The Batwa literacy rate is just 12 percent compared to over 75 percent (2012) of non-Batwa in the same area. Education among the Batwa population has been and remains elusive. But, we must appreciate its relevance in fueling community transformation and promoting equity and equality, as well as a mindset change. With education, the Batwa people will have a sense of equality and agility in regard to development. The opportunities that come with education help in the elimination of disparity that has affected them in terms of social and gender discrimiation. They have mostly been marginalized and fallen victim to desperation and stigma. They may be duped into entering illegal businesses, signing false documents among other things because they do not possess the right education to avoid it. A lot is still needed for this to actually be achieved among the Batwa and thus, many resources are still needed in order for Batwa children to enrol and stay in school. Even then, government schools have consistently ignored those arguing that they can’t afford the fees, lack scholastic materials , food for lunch plus uniforms and shoes.

Formal Education

Only 10 percent of Batwa children enrol into primary one. But, only 2% make it to primary seven and hardly go beyond that. The remaining 98% end up in abusive situations such as hard labor and early/forced marriages and substance abuse.
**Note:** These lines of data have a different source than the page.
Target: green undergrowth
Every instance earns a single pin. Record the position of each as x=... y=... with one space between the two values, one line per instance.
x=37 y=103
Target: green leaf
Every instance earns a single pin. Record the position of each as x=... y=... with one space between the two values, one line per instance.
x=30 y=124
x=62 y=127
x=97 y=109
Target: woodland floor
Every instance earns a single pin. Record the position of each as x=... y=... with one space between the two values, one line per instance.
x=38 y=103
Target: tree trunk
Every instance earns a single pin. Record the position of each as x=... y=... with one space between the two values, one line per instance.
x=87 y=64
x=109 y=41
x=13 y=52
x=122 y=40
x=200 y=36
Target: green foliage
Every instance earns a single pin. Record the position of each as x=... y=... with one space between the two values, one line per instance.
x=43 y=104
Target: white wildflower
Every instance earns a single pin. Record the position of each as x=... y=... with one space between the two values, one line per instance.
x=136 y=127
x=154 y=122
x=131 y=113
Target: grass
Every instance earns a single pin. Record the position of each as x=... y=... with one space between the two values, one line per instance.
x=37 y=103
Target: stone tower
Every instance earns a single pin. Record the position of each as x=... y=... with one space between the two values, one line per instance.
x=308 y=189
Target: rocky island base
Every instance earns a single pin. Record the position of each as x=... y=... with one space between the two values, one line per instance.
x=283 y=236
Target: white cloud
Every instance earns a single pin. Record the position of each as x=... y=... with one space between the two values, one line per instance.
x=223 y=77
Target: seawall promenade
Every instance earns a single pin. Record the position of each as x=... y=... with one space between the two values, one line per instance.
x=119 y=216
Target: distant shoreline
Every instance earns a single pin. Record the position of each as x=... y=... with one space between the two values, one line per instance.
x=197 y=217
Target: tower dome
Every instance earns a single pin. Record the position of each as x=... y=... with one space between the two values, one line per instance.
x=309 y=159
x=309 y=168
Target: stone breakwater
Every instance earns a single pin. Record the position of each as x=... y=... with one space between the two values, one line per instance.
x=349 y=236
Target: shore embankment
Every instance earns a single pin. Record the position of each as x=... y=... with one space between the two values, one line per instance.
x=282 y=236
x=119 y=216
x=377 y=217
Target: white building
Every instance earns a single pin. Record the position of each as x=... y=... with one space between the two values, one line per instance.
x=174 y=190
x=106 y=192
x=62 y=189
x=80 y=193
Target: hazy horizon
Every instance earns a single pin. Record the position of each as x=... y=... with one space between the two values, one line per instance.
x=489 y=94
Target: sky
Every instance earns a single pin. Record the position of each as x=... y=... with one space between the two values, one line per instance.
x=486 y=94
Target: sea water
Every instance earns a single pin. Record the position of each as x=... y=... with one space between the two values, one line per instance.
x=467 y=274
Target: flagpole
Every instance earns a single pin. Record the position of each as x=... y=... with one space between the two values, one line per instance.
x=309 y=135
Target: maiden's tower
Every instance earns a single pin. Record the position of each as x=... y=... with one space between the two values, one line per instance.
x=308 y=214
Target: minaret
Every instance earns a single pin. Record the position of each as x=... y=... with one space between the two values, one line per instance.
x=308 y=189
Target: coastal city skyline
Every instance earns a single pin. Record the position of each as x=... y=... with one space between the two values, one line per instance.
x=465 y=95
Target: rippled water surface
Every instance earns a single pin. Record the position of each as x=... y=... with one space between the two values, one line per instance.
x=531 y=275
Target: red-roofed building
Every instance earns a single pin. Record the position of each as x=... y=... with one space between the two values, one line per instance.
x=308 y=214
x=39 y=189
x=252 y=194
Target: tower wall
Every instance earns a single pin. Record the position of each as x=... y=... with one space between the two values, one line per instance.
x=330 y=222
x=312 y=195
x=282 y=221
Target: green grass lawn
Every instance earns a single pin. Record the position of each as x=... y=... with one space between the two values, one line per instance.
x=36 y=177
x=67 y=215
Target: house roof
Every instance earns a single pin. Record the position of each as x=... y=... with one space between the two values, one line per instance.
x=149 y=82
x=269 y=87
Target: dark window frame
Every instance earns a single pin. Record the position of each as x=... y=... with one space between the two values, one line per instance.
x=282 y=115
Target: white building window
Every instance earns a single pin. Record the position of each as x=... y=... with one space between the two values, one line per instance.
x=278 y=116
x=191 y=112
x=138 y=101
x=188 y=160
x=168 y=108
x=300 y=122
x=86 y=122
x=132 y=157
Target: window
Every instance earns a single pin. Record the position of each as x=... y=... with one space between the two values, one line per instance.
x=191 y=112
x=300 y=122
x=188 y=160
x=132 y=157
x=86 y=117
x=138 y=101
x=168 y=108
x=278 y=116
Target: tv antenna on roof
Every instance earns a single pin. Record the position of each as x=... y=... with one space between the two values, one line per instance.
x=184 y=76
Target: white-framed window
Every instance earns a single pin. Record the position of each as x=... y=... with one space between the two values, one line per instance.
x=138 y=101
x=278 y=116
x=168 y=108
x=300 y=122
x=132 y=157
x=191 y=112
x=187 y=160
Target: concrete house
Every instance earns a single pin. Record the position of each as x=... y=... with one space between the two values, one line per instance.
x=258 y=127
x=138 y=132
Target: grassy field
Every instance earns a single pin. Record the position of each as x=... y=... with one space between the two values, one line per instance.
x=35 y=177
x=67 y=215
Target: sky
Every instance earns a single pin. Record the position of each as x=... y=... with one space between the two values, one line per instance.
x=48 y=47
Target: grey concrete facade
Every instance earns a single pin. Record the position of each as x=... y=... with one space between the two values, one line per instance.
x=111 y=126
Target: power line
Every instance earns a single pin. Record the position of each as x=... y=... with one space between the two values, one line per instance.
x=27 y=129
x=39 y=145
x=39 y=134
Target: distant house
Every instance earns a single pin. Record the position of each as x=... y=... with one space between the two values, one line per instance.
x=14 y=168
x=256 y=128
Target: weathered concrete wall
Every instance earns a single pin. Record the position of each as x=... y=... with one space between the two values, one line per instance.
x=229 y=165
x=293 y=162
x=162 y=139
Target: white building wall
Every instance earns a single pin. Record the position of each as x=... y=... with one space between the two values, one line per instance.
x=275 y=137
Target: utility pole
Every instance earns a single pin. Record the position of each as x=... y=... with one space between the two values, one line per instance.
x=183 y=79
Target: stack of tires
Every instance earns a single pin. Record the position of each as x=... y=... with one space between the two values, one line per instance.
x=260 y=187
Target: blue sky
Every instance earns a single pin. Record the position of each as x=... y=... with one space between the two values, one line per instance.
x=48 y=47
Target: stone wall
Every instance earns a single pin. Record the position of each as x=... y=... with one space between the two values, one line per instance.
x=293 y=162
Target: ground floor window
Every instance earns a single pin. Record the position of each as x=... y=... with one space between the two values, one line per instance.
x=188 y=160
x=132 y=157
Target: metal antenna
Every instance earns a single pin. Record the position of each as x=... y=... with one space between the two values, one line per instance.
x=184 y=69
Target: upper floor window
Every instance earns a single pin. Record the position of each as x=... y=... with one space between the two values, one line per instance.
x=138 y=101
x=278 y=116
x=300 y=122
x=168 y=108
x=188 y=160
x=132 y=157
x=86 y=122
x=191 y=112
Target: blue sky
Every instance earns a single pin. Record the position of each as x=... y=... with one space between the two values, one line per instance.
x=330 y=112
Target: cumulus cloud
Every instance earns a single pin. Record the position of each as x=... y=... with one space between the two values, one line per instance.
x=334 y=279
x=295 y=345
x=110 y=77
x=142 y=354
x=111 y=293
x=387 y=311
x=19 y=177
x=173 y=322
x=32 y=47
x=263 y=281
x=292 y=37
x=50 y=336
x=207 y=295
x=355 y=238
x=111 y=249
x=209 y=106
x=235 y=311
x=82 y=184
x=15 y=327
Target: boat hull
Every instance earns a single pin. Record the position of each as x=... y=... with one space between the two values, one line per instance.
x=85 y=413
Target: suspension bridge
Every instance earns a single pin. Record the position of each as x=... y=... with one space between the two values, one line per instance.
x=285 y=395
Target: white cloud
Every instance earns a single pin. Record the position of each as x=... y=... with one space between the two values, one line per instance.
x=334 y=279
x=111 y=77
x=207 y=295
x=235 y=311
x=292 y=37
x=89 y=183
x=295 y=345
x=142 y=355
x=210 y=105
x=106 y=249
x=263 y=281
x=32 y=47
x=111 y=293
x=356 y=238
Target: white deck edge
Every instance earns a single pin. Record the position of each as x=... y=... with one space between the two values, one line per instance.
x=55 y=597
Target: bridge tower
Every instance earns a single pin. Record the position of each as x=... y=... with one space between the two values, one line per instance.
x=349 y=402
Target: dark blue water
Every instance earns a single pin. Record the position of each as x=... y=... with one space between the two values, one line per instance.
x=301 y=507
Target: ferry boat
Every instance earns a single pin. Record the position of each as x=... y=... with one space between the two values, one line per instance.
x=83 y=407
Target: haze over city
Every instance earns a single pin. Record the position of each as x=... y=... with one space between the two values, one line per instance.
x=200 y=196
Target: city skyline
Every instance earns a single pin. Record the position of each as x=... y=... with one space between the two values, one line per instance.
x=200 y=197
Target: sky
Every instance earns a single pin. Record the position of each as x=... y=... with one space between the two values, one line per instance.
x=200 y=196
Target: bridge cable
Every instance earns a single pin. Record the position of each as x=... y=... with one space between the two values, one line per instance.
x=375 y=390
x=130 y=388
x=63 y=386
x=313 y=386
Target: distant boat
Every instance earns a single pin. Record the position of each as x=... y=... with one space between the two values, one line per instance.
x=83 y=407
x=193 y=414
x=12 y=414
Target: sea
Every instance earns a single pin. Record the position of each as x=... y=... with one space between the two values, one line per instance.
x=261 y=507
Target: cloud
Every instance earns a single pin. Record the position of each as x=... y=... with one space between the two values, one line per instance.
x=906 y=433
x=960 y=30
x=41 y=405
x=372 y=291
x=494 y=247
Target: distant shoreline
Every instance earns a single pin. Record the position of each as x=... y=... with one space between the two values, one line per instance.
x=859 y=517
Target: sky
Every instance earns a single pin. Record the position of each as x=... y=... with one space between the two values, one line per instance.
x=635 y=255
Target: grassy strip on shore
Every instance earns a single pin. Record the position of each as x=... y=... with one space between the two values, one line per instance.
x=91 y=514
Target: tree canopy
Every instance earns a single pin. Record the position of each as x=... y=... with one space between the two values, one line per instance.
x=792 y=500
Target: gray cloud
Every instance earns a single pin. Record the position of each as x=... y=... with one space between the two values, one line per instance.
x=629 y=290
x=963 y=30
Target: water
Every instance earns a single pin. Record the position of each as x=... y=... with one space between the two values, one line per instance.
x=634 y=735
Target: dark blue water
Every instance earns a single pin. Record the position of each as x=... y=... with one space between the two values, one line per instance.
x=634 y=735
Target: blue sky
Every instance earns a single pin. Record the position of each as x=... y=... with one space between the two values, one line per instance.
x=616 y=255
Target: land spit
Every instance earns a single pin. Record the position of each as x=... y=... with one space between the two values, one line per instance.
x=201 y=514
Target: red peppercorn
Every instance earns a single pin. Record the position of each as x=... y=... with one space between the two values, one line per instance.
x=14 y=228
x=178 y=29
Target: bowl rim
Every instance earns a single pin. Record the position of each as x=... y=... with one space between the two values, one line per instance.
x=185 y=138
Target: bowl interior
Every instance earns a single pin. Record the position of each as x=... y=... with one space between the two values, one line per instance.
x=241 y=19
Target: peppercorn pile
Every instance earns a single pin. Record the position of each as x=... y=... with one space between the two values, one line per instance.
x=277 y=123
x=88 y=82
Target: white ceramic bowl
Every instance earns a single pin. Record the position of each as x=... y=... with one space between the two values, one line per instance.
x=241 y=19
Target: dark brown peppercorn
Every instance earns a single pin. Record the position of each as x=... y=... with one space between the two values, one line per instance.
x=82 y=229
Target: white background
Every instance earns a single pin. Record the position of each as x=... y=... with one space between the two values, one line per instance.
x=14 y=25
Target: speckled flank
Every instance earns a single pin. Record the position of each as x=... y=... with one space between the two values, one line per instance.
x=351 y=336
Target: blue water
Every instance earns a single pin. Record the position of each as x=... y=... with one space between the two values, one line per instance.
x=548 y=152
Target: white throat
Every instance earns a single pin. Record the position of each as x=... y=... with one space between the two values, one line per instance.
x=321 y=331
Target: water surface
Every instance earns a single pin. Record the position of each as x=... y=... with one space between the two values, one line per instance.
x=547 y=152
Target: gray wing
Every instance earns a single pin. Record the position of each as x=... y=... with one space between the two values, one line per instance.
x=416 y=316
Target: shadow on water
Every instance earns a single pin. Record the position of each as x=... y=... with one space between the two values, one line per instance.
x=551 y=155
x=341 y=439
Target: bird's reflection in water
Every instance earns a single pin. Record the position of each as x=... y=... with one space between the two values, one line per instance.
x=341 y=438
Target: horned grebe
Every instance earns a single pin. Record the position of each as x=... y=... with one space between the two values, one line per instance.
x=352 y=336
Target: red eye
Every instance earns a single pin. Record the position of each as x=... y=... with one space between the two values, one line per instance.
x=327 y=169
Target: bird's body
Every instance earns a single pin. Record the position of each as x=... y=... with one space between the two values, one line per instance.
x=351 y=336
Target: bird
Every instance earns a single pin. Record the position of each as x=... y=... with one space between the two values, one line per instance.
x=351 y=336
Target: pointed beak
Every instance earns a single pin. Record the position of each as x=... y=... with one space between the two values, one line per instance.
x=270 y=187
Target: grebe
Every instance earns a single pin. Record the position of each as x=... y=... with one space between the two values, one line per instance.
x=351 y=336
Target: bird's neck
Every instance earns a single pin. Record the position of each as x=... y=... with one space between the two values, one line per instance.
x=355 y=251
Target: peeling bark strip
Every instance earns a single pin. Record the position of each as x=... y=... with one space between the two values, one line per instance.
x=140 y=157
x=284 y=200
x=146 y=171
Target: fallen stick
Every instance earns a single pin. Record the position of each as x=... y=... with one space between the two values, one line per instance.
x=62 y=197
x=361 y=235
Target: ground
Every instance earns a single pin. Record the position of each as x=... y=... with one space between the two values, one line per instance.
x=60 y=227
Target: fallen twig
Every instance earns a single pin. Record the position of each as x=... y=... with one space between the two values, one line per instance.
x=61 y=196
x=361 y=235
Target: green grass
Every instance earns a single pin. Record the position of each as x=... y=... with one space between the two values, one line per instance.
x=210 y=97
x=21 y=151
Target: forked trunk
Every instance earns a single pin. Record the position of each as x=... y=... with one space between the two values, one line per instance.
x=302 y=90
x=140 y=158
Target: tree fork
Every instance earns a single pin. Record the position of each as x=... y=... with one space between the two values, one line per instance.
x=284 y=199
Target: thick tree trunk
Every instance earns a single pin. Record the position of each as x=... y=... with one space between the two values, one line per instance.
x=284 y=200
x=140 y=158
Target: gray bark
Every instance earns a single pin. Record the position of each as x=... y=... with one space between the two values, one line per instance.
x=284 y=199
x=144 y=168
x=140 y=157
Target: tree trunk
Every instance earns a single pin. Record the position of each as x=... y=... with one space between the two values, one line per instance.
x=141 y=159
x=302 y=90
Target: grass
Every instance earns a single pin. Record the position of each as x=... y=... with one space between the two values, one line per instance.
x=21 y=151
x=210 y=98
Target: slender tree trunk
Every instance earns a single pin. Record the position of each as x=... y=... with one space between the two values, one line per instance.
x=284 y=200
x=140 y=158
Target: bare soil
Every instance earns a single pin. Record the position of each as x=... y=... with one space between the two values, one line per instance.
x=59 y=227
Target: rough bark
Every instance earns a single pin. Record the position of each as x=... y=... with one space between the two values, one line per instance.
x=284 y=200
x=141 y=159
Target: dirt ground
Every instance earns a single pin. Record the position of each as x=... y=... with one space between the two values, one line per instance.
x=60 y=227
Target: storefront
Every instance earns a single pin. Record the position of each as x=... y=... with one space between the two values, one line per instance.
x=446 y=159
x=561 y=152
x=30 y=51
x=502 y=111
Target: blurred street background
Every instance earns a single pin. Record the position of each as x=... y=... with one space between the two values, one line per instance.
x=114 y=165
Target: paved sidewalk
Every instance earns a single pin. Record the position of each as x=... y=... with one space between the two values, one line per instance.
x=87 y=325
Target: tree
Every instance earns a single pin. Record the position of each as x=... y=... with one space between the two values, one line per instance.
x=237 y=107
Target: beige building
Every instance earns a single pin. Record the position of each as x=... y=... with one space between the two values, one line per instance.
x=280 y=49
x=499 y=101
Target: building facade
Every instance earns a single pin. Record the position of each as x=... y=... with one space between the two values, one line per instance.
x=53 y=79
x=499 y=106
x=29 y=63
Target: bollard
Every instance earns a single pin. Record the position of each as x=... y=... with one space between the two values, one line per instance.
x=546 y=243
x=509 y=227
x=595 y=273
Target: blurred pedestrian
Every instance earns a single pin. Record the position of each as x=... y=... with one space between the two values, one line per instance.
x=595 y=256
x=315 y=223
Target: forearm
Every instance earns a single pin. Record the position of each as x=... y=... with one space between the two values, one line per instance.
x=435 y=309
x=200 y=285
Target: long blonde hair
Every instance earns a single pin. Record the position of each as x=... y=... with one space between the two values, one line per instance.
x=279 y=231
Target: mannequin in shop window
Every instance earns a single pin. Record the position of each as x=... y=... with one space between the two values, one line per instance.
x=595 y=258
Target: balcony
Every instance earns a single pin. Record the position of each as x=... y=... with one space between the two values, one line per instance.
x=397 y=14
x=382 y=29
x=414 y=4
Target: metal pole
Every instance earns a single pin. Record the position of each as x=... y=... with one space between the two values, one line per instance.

This is attributed to acute marginalization, hunger, stigmatization and the ever biting poverty. Our long term plan is to build a school for Batwa children where they will be loved, pampered, fed, encouraged to stay in school, handled as special needs children while providing them with skills and spiritual growth. This is in addition to providing them with a decent education, scholastic materials, uniforms, guidance counselling and sanitary items for girls.

Skill Development

We will also offer classes in handicrafts to increase their household income. The planned curriculum includes basket weaving, wood carving, jewelery making and clay works which will be sold in local tourist markets and potentially to international markets as well.

Vocational Training

Classes will be available for basic skills in carpentry, masonry, mechanics, driving, tailoring and knitting. Batwa carpenters have been making wooden chairs, stools, beds, tables and various wood carvings. Batwa masons have been able to work on construction sites where they earn a basic income. This will increase that work force. A fully-fledged vocational school will be established by 2027 targeting girls and boys who drop out of school because of age, stigma, hunger and many other factors.